Peraturan Pemerintah Nomor 12 Tahun 2019 tentang Pengelolaan Keuangan Daerah mengungkapkan “Keuangan daerah adalah semua hak dan kewajiban daerah dalam rangka penyelenggaraan Pemerintahan Daerah yang dapat dinilai dengan uang serta segala bentuk kekayaan yang dapat dijadikan milik daerah berhubung dengan hak dan kewajiban daerah tersebut”.

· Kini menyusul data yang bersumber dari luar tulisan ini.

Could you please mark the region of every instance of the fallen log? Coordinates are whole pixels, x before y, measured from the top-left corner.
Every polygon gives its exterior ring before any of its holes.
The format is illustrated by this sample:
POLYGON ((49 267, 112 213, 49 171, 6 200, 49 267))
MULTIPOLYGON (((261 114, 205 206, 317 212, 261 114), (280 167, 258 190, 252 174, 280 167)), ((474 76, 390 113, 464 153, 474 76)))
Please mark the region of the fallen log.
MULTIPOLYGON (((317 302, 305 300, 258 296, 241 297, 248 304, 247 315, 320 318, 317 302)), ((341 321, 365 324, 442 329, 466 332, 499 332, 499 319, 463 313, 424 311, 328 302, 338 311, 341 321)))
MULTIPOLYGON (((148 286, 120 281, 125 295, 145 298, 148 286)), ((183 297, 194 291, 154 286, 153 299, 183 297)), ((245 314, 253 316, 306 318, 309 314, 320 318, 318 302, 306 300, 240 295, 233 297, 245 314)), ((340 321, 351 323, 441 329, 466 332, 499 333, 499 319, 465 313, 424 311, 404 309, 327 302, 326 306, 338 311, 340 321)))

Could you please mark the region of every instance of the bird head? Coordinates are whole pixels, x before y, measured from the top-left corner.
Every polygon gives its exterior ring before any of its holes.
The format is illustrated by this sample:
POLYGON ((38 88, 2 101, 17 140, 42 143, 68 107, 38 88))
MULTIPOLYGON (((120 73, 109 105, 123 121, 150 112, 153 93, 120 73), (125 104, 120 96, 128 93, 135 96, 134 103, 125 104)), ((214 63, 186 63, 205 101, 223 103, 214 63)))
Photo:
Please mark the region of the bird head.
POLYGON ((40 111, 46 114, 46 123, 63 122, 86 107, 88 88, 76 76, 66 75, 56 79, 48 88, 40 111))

Kinerja keuangan merupakan suatu ukuran kinerja yang menggunakan indikator keuangan. Fahmi (2012) menyatakan “Kinerja Keuangan adalah hasil atau ukuran suatu analisis yang dilakukan untuk melihat sejauh mana suatu organisasi tertentu telah melaksanakan kegiatannya dengan menggunakan aturan- aturan pelaksanaan keuangan secara baik dan benar”.
Mardiasmo (2016) menyatakan bahwa:
Pengukuran kinerja dilakukan untuk memenuhi tiga maksud. Pertama, dimaksudkan untuk membantu memperbaiki kinerja pemerintah.
Pengukuran kinerja dimaksudkan untuk dapat membantu pemerintah berfokus pada tujuan dan sasaran program unit kerja. Hal ini pada akhirnya akan meningkatkan efisiensi dan efektivitas pemerintah daerah dalam pemberian pelayanan publik. Kedua, dimaksudkan untuk pengalokasian sumber daya dan pembuatan keputusan. Ketiga, dimaksudkan untuk mewujudkan pertanggungjawaban publik dan memperbaiki komunikasi kelembagaan.
Menurut Mahmudi dalam Halim dan Kusufi (2014) mengidentifikasi tujuan dilakukanya pengukuran kinerja pada organisasi sektor publik, yaitu :
a. Mengetahui tingkat ketercapaian tujuan organisasi b. Menyediakan sarana pembelajaran pegawai
c. Memperbaiki kinerja untuk periode berikutnya
d. Memberikan pertimbangan yang sistematik dalam pembuatan keputusan pemberian reward dan punishment
e. Memotivasi pegawai
f. Menciptakan akuntabilitas publik
Menurut Mardiasmo dalam Halim dan Kusufi (2014), manfaat disusunnya pengukuran kinerja bagi organisasi pemerintahan adalah:
a. Memberikan pemahaman mengenai ukuran yang digunakan untuk menilai kinerja manajemen.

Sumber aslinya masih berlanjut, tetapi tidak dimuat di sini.